M&S ends service contract with TCS after £300m cyberattack

Claims the move had been planned since January

Marks & Spencer has severed its long-running technology helpdesk partnership with Indian outsourcing titan Tata Consultancy Services (TCS), six months after this year’s cyberattack.

The attack in the Spring cost the retailer an estimated £300 million and temporarily shut down its online business.

Both companies insist the decision predates the hack and is not a reflection of fault.

Earlier this year, hackers believed to be part of the cybercrime group Scattered Spider infiltrated M&S’ systems using a social engineering ploy.

Posing as senior executives on calls to IT support lines, the attackers reportedly manipulated password reset processes that normally safeguard access to sensitive company systems.

The result was weeks of retail disruption and empty shelves, as M&S scrambled to contain the fallout.

M&S chair Archie Norman described the attack to MPs as a "sophisticated impersonation" operation "involving a third party."

That comment triggered scrutiny of TCS, whose staff operate IT troubleshooting lines and possess the authority to process crucial security steps such as password resets.

TCS launched an internal investigation following the breach, ultimately stating it found "no indicators of compromise within the TCS network" and attributing the incident to weaknesses "in the client's own environment."

The firm said it does not provide cybersecurity services to M&S.

Despite this, parliamentary scrutiny intensified. Liam Byrne, chair of the business select committee, sought written clarification from TCS about its work with M&S.

Cybersecurity researchers also weighed in, warning that outsourcing frontline IT functions can create vulnerabilities if staff are juggling multiple scripts and clients.

"It's easy to abuse and easy for the operator to make a human error," said independent expert Kevin Beaumont, noting that even small missteps on a helpdesk can grant attackers the keys to a corporate kingdom.

According to The Telegraph, M&S officially cancelled the helpdesk contract in July, three months after the cyber incident. The retailer maintains that it began searching for a new provider in January, long before the cyberattack hit.

Decision predates breach but invites renewed attention

M&S first partnered with Tata more than a decade ago, and signed a new deal two years ago. That deal saw TCS commit to modernising M&S’ technology systems while still supporting core infrastructure areas, including datacentres and cloud services.

Both parties have reiterated their commitment to ongoing collaboration.

An M&S spokesperson said the move is routine business practice to secure the best solution on the market and insisted the decision "has no bearing” on the company's wider TCS relationship.

"As is usual process, we went to market to test for the most suitable product available, ran a thorough process and instructed a new provider this summer."

A TCS spokesperson explained that the bidding process for the M&S helpdesk contract had begun several months prior to the cyberattack.

"TCS does not provide cyber security services to Marks & Spencer.

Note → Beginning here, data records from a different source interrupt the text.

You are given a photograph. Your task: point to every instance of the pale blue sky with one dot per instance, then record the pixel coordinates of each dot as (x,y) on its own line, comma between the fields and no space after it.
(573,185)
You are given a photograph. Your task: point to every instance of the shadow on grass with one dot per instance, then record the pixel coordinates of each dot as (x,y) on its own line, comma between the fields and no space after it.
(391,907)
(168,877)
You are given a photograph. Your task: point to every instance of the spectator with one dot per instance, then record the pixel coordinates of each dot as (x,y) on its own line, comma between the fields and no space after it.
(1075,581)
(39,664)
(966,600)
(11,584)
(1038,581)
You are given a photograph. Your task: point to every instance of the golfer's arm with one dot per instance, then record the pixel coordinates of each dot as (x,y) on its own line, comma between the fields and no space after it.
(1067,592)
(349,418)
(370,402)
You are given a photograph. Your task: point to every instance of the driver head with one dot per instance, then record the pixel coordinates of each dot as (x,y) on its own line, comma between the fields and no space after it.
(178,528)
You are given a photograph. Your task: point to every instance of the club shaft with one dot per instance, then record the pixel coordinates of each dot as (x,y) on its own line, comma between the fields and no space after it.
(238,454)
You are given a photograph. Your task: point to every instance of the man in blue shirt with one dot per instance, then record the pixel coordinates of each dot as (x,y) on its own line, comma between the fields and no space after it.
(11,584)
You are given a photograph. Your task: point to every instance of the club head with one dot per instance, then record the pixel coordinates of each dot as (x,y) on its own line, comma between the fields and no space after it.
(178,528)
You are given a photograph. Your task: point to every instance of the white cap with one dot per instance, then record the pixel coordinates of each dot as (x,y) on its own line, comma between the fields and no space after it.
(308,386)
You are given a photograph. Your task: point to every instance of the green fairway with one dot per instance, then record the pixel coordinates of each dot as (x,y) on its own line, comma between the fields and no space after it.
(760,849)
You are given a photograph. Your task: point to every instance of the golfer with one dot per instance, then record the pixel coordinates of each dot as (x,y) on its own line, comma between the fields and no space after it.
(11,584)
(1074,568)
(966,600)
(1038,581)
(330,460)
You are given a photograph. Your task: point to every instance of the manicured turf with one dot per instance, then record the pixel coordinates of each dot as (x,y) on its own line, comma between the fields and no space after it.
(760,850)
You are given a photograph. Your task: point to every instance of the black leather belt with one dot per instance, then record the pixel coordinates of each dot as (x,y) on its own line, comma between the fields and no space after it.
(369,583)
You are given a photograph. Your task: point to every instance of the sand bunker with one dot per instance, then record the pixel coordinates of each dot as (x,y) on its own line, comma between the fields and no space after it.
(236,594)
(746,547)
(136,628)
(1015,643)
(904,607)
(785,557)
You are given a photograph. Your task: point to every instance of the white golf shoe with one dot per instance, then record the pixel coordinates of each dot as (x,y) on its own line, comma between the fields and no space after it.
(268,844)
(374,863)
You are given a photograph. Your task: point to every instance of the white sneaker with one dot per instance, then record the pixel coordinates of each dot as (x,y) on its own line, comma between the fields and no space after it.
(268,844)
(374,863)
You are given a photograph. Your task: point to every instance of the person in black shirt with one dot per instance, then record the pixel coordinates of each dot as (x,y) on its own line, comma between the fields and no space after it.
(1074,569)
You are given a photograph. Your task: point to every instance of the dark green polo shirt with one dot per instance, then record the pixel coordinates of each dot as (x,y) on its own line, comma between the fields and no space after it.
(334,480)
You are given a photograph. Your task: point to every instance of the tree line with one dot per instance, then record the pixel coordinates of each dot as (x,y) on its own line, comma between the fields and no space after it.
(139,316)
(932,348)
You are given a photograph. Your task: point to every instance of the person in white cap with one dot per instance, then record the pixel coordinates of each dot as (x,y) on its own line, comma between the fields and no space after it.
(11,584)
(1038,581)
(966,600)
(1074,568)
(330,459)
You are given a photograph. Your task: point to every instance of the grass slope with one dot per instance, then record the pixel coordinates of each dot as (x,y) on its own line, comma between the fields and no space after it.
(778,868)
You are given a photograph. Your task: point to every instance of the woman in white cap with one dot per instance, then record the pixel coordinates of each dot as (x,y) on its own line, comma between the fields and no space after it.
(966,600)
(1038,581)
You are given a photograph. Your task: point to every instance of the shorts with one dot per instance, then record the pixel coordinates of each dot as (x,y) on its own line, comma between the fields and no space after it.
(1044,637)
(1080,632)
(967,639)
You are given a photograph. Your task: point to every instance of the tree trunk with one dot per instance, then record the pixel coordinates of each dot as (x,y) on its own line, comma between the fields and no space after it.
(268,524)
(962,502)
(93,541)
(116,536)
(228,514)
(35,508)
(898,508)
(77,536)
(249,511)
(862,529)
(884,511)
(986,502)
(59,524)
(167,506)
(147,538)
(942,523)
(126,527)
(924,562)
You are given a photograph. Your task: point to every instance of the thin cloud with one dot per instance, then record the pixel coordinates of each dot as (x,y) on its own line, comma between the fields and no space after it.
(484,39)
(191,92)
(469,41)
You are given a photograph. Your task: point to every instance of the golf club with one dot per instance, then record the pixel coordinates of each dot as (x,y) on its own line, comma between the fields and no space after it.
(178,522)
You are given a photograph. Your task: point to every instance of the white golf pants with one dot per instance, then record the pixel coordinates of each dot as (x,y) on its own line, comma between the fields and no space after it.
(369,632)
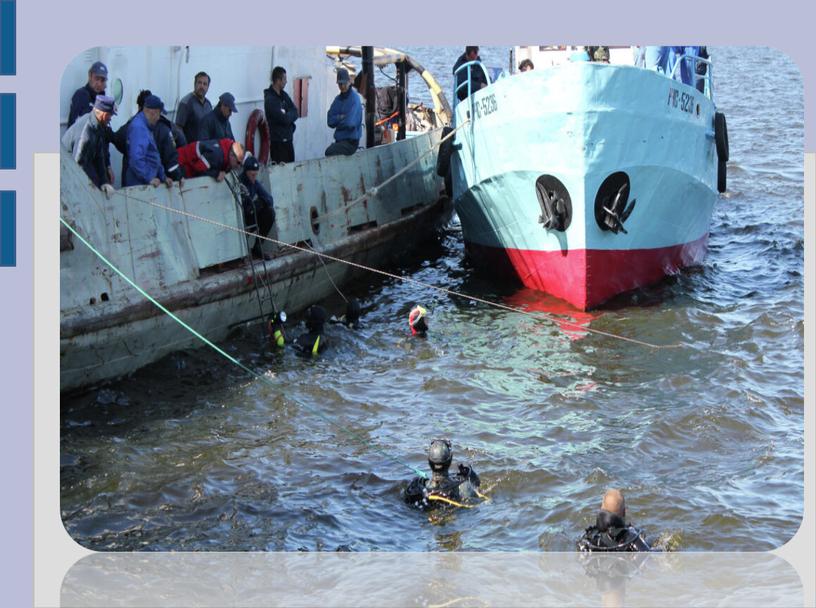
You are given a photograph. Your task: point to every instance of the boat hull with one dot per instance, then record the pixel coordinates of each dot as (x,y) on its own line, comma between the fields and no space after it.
(585,129)
(197,268)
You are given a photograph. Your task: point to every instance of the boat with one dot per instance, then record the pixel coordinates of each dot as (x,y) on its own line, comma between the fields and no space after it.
(587,179)
(186,247)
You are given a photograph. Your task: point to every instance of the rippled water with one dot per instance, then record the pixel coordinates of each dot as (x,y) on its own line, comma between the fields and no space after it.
(706,440)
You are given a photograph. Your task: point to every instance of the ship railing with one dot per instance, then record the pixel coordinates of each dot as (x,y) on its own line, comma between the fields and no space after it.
(470,65)
(693,62)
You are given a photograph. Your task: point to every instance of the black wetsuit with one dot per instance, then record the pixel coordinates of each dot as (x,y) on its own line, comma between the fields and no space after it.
(460,487)
(611,533)
(311,344)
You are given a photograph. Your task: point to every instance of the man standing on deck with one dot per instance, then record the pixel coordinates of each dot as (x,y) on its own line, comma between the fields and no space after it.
(345,116)
(259,210)
(193,107)
(281,115)
(477,75)
(215,125)
(84,98)
(144,160)
(87,141)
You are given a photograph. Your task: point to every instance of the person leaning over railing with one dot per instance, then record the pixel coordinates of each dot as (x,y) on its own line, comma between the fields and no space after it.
(478,79)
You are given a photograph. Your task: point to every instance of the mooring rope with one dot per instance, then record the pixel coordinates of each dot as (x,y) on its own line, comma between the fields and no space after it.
(361,439)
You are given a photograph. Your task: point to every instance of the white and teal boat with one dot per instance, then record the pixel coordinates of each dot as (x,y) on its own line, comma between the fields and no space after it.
(588,179)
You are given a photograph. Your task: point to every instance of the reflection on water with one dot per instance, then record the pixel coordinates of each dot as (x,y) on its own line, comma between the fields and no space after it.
(706,441)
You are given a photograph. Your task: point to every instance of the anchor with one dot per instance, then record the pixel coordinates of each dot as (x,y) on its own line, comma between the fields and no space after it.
(554,212)
(619,211)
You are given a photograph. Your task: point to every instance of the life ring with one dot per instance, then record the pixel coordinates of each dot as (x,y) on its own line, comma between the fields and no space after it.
(256,122)
(721,171)
(445,150)
(721,136)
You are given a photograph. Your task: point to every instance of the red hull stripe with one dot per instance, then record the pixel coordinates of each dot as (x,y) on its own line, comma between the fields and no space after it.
(588,277)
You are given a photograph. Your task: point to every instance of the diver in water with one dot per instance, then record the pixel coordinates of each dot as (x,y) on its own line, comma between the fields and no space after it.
(275,327)
(443,488)
(352,317)
(313,342)
(417,321)
(611,532)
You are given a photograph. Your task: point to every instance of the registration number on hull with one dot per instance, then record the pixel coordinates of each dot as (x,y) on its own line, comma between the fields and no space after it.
(682,101)
(484,106)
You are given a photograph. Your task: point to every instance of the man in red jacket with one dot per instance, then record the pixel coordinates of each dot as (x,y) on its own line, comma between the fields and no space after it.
(213,157)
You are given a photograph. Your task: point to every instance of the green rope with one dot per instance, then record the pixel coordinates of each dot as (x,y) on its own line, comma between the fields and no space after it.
(358,436)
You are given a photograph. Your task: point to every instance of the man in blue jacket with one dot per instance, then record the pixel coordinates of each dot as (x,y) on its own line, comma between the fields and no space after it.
(345,116)
(281,115)
(144,160)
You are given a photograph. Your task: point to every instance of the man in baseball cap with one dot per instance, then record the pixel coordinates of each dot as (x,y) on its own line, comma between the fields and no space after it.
(215,125)
(83,101)
(345,116)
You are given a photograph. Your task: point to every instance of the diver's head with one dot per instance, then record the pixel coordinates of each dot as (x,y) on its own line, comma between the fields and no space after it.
(614,503)
(440,455)
(417,320)
(275,328)
(315,318)
(353,311)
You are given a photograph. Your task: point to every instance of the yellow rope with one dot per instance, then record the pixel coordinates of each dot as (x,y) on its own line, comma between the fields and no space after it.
(449,501)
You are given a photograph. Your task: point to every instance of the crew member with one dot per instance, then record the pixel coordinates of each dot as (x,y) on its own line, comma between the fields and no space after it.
(478,80)
(87,141)
(259,210)
(193,107)
(611,532)
(216,125)
(213,157)
(345,116)
(281,114)
(459,489)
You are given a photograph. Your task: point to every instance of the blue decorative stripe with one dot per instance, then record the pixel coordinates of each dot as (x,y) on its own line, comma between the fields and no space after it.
(8,37)
(8,131)
(8,228)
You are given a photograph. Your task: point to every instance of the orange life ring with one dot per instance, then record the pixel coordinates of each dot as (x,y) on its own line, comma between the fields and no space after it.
(257,121)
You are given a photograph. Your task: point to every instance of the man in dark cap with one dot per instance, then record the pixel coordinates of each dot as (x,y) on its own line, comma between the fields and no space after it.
(478,79)
(165,134)
(215,125)
(457,490)
(87,140)
(193,107)
(259,210)
(83,100)
(281,114)
(144,160)
(84,97)
(345,116)
(611,532)
(313,342)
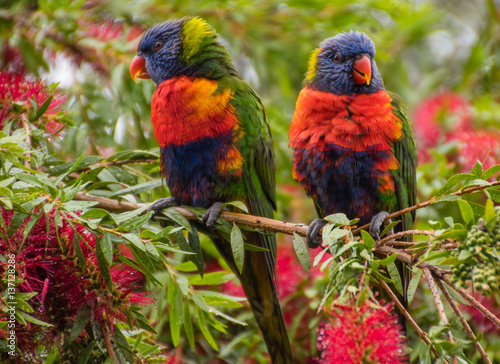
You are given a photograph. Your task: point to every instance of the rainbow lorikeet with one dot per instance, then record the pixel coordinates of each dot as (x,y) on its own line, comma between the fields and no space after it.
(353,145)
(216,147)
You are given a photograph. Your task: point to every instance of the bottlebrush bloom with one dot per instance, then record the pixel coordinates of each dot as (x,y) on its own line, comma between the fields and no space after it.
(16,88)
(438,116)
(367,334)
(47,264)
(483,146)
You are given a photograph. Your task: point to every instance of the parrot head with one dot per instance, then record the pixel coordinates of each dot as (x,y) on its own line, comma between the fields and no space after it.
(344,65)
(187,46)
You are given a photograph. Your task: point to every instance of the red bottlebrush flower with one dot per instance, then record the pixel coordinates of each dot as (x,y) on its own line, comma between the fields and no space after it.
(436,117)
(16,88)
(478,319)
(483,146)
(366,334)
(47,264)
(105,32)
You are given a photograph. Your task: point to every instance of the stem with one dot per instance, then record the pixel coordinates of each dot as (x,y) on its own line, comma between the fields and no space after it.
(109,345)
(439,306)
(466,326)
(420,332)
(404,233)
(429,202)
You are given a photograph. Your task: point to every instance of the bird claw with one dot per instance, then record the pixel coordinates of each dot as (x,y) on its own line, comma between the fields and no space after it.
(376,224)
(211,215)
(161,204)
(313,235)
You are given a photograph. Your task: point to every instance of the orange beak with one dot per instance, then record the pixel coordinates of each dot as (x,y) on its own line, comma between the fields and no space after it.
(362,70)
(138,68)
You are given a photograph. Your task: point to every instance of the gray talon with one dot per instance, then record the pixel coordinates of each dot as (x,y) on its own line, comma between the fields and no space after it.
(211,215)
(161,204)
(376,223)
(313,235)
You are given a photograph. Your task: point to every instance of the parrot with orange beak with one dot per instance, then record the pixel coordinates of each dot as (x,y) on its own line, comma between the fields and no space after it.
(215,147)
(353,145)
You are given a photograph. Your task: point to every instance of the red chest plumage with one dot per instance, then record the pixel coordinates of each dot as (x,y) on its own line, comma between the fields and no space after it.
(357,123)
(185,110)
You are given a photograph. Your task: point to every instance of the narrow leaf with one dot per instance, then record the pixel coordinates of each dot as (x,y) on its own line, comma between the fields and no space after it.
(237,247)
(301,251)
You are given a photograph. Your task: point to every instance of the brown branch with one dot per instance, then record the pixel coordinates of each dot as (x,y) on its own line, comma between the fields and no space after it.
(109,345)
(404,233)
(439,306)
(420,332)
(473,301)
(429,202)
(466,326)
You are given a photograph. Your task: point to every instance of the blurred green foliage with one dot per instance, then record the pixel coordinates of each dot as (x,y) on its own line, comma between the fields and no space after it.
(423,48)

This is a service that is provided by another partner of M&S."

"TCS continues to work on numerous other areas of engagement in its role as a strategic partner for M&S," they added.

UK organisations are currently grappling with an intensifying cyber-threat environment.

Jaguar Land Rover experienced a major incident in August that disrupted production and supply chains.

In May, luxury French fashion house Dior confirmed a cybersecurity incident that resulted in a breach of customers' personal data from its Fashion and Accessories division.

And also in May, just days after the M&S attack, the Co-op and Harrods suffered incidents. Although they fared better than M&S, the results still dragged on for some time.